Radicals and Absolute Values - Problem 2

Simplifying a higher degree square root with absolute values. The first problem we have is a 4th root and we are trying to simplify this down. So I’m going to do this all in one big step and walk you through what I’m thinking as I go through it.

So let’s go start with the 4th root of 32 so I know that 32 is a multiple of 2 so I just want to figure out how many 2’s go into it. So we have 2, 4, 8, 16 and then 32 makes 5. So we have 5 twos in 32, we need 4 in order to just take it out to the 4th root. So we can take out 1, 2 and we are left out with 1,2 left behind okay I’m going to make sure I throw my little 4 up there as well.

So moving down the road, 4th root of x to the 5th. X to the 5th is very similar to this which is with 2 the 5th, so we can take out a single x and we are left with a single x left behind. This one now we don’t know if x is positive or negative. So what we have to do is put around our absolute value making sure that this x is positive. We have an even route everything that comes out of it has to be positive.

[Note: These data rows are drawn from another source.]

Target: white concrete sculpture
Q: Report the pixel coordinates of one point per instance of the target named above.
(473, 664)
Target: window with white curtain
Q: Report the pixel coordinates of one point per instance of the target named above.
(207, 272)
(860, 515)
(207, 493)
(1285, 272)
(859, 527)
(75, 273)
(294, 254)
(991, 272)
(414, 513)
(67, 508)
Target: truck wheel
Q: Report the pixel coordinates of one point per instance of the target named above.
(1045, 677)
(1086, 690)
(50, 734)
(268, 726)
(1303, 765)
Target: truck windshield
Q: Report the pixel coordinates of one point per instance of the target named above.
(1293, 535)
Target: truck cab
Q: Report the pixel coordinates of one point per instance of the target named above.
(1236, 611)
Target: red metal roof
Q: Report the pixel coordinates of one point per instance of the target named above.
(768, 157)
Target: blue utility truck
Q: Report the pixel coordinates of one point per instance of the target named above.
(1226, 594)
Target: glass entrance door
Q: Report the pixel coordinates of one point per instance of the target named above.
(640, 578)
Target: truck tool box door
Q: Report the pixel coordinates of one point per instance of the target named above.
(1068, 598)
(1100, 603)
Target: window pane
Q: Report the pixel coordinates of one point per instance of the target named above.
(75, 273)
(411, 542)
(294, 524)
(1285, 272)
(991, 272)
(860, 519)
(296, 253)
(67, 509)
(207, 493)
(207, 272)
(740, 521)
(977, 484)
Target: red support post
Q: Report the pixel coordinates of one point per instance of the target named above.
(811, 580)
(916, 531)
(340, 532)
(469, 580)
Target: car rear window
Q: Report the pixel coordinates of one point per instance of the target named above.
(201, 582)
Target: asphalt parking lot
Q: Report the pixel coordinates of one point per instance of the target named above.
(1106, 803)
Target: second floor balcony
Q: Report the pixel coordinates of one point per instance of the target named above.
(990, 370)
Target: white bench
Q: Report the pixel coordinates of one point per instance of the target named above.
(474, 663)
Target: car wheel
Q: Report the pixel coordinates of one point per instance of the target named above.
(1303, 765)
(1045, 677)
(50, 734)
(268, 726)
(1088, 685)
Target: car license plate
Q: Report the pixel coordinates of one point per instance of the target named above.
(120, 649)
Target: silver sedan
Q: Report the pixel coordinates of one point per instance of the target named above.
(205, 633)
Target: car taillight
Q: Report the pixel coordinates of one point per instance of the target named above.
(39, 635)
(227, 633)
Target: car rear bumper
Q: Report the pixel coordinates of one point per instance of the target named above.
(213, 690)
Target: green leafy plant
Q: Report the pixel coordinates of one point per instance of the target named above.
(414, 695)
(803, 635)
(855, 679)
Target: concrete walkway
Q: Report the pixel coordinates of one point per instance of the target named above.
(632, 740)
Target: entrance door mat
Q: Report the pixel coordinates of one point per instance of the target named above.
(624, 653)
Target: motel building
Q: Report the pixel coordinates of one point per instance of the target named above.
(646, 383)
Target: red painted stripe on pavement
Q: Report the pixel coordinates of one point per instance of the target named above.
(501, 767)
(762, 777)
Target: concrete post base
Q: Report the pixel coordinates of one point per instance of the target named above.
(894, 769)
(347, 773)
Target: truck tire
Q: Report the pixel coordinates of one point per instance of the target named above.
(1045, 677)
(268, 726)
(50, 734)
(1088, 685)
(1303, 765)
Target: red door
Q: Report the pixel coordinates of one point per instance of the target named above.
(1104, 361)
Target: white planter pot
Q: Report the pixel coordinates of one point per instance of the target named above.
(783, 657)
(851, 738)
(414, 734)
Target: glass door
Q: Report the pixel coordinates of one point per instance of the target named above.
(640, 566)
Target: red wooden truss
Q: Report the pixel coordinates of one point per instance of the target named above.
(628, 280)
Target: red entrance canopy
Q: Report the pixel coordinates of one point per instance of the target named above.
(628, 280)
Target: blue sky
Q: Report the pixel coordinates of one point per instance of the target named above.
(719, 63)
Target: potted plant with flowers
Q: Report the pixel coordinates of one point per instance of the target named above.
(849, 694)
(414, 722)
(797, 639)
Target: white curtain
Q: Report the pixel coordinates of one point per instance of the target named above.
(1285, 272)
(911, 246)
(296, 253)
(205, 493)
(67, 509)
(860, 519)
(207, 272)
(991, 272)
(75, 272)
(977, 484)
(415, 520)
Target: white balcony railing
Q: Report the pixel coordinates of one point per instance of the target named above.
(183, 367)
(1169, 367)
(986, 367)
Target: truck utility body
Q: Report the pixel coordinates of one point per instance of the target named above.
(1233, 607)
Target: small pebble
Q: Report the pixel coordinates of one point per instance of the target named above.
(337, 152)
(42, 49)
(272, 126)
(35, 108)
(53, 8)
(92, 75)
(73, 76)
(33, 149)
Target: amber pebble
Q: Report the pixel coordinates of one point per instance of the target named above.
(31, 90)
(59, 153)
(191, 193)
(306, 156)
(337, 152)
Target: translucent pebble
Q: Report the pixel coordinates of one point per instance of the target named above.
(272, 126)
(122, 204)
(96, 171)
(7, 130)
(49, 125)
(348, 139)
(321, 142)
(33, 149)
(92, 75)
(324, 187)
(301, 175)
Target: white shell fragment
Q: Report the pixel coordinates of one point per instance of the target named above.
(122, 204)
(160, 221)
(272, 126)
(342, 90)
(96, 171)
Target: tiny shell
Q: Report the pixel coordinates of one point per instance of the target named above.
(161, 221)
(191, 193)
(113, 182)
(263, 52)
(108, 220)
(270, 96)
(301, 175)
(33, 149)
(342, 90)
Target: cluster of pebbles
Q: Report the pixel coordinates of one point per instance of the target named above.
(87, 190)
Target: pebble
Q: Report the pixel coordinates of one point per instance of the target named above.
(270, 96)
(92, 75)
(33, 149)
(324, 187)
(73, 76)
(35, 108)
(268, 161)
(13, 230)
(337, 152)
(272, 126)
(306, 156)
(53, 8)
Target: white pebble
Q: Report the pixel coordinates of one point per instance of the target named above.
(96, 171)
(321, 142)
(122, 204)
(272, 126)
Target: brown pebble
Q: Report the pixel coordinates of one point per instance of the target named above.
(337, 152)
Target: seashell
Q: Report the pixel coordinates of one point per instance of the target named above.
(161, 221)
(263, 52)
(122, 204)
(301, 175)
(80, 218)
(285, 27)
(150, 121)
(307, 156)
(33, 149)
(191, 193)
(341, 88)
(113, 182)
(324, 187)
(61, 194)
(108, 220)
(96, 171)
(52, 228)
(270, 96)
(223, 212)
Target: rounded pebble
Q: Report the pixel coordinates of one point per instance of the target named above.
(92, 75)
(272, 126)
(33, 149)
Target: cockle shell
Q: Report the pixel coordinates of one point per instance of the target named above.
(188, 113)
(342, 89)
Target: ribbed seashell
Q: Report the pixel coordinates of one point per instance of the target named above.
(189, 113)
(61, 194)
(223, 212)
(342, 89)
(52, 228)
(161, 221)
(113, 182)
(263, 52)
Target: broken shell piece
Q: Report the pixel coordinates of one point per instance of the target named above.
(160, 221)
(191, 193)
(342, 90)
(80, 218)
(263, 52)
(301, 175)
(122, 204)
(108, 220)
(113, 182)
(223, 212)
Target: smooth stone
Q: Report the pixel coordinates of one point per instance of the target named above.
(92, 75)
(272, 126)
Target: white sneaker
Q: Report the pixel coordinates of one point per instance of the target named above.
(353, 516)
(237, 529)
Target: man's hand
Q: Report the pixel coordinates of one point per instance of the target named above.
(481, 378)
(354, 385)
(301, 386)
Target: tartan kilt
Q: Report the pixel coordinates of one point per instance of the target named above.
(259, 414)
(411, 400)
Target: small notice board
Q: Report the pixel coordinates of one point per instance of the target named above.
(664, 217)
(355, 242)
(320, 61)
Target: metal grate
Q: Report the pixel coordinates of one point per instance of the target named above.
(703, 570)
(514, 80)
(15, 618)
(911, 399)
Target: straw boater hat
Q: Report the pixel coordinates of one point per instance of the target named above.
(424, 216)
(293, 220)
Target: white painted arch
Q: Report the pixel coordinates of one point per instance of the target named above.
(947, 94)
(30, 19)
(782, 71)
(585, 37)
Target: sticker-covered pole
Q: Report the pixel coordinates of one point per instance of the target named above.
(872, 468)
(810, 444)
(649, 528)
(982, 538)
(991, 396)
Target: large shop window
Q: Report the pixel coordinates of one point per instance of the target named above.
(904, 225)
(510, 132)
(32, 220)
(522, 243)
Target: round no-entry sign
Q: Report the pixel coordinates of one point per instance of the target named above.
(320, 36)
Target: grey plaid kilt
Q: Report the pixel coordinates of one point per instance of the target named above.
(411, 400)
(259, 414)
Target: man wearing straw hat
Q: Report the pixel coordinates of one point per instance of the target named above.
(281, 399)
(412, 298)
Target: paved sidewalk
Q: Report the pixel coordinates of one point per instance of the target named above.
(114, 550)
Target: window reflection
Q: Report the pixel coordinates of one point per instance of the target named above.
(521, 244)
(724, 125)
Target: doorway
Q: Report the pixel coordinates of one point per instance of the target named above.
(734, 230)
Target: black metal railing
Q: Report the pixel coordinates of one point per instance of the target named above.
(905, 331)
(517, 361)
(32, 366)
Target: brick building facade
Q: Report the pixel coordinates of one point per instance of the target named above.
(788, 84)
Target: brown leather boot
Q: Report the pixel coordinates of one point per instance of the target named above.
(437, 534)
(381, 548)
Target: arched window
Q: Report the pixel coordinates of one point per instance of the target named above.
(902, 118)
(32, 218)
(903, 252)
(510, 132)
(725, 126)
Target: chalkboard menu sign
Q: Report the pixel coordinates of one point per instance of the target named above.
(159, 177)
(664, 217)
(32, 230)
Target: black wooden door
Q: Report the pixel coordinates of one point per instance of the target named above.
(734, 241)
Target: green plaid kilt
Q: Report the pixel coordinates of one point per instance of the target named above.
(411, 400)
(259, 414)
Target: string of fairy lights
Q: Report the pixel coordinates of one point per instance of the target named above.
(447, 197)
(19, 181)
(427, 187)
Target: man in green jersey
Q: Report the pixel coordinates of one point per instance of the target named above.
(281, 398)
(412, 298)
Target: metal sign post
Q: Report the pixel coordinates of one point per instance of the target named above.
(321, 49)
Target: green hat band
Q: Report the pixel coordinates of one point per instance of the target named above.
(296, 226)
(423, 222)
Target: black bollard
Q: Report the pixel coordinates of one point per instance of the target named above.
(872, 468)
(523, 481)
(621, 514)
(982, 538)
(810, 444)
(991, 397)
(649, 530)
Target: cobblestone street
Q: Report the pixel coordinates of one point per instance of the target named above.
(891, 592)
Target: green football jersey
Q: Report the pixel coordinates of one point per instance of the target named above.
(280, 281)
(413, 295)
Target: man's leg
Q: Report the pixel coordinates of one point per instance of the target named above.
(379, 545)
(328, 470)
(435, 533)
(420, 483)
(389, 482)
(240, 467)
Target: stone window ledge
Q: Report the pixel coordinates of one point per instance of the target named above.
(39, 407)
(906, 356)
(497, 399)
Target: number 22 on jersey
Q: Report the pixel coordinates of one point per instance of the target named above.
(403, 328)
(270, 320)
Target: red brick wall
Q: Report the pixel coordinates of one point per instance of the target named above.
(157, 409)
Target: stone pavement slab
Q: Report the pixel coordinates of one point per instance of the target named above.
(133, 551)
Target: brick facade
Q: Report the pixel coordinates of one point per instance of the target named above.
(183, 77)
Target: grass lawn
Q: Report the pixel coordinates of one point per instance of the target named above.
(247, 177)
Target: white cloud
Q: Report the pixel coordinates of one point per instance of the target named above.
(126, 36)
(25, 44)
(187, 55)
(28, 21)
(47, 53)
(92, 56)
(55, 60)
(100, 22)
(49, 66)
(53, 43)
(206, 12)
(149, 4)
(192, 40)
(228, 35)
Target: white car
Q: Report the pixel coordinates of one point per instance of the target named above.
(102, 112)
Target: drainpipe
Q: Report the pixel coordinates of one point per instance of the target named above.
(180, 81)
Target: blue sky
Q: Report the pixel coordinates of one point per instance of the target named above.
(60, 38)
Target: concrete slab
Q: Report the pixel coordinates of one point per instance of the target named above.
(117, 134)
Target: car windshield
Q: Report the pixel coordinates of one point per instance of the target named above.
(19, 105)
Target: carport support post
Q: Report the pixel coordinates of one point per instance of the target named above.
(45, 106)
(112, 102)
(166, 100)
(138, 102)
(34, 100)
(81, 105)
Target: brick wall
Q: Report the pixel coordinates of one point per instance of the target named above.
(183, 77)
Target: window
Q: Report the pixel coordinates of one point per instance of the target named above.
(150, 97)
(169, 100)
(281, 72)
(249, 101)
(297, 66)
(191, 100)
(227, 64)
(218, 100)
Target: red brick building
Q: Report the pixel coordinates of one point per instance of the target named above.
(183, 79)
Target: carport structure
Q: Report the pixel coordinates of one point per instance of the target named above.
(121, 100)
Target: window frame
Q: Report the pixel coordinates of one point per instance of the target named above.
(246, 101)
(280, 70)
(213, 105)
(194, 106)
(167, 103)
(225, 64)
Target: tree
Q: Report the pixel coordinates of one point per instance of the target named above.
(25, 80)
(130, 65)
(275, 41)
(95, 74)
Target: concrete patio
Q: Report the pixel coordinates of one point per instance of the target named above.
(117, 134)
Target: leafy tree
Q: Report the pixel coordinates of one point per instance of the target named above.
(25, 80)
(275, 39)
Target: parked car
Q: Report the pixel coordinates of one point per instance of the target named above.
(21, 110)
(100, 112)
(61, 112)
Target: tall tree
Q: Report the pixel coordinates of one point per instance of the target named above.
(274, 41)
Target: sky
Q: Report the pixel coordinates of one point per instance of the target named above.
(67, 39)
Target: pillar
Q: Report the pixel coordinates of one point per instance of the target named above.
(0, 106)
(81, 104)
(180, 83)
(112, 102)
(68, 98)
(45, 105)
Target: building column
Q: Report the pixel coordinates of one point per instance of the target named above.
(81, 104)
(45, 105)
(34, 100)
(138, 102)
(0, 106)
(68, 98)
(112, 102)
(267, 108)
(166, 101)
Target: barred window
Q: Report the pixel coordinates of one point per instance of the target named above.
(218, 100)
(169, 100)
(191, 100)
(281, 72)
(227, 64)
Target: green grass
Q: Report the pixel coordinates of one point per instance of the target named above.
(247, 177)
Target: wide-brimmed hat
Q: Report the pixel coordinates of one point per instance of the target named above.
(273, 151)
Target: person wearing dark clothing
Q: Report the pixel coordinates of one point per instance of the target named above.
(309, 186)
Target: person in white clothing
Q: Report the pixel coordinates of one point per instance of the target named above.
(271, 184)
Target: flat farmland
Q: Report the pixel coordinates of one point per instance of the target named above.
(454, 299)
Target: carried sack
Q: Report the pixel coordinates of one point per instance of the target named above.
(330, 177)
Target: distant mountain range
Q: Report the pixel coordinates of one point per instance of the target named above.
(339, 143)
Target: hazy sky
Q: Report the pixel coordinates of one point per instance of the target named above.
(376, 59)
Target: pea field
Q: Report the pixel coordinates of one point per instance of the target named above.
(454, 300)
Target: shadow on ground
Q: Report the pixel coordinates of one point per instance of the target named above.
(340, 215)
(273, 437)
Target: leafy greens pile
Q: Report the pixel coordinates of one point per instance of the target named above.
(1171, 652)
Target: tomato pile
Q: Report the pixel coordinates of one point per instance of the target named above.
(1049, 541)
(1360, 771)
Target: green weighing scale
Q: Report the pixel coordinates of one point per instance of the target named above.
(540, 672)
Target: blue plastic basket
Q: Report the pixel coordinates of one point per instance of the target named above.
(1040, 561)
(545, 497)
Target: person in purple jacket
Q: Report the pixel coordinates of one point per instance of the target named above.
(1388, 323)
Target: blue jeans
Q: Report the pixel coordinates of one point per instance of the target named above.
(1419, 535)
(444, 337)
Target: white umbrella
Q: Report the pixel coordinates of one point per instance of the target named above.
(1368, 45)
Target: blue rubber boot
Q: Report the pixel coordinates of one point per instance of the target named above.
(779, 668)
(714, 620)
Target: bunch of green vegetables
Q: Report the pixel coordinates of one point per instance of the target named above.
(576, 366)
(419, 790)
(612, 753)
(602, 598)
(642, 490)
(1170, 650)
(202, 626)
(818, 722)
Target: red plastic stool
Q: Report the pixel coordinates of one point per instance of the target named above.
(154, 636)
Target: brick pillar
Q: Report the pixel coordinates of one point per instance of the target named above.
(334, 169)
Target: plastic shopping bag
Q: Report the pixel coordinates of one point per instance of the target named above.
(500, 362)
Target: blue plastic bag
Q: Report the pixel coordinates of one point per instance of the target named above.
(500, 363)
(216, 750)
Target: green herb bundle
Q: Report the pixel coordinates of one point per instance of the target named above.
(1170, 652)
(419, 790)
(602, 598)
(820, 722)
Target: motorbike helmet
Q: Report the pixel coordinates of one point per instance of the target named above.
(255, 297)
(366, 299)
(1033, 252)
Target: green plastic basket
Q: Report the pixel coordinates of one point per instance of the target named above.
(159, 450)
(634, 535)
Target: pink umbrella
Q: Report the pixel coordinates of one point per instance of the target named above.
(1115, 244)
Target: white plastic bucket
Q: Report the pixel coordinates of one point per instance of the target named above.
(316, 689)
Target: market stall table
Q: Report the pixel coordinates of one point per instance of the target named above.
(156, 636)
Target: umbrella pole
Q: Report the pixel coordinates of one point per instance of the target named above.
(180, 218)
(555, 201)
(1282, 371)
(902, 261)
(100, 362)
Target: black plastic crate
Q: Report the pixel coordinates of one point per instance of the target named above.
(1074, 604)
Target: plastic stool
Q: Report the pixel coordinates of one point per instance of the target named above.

4th root of y to the 10th. Y² to the 4th is y to the 8th which is close to y of 10ths so what we actually put out here is a y² and we are left with a y² on the inside. We don’t need an absolute value in this case because y² is always going to be positive, so no absolute value needed

Lastly is z to the 15th. Z³ to the 4th is z to the 12th with 3 left over, so we know that this is z³ leaving us with another z³. Z³ has to be positive, it's coming out of an even route in order to make sure it’s positive we have to throw around our absolute values.

So in this sense since we need absolute values around the x and the z because they are both odd powers coming out of an even route the y² is fine because it’s always going to be positive.

So whenever you are dealing with even routes no matter what degree it is 2, 4, 6, 8 so on and so forth, you're always going to have to think about what needs an absolute value when you take it up.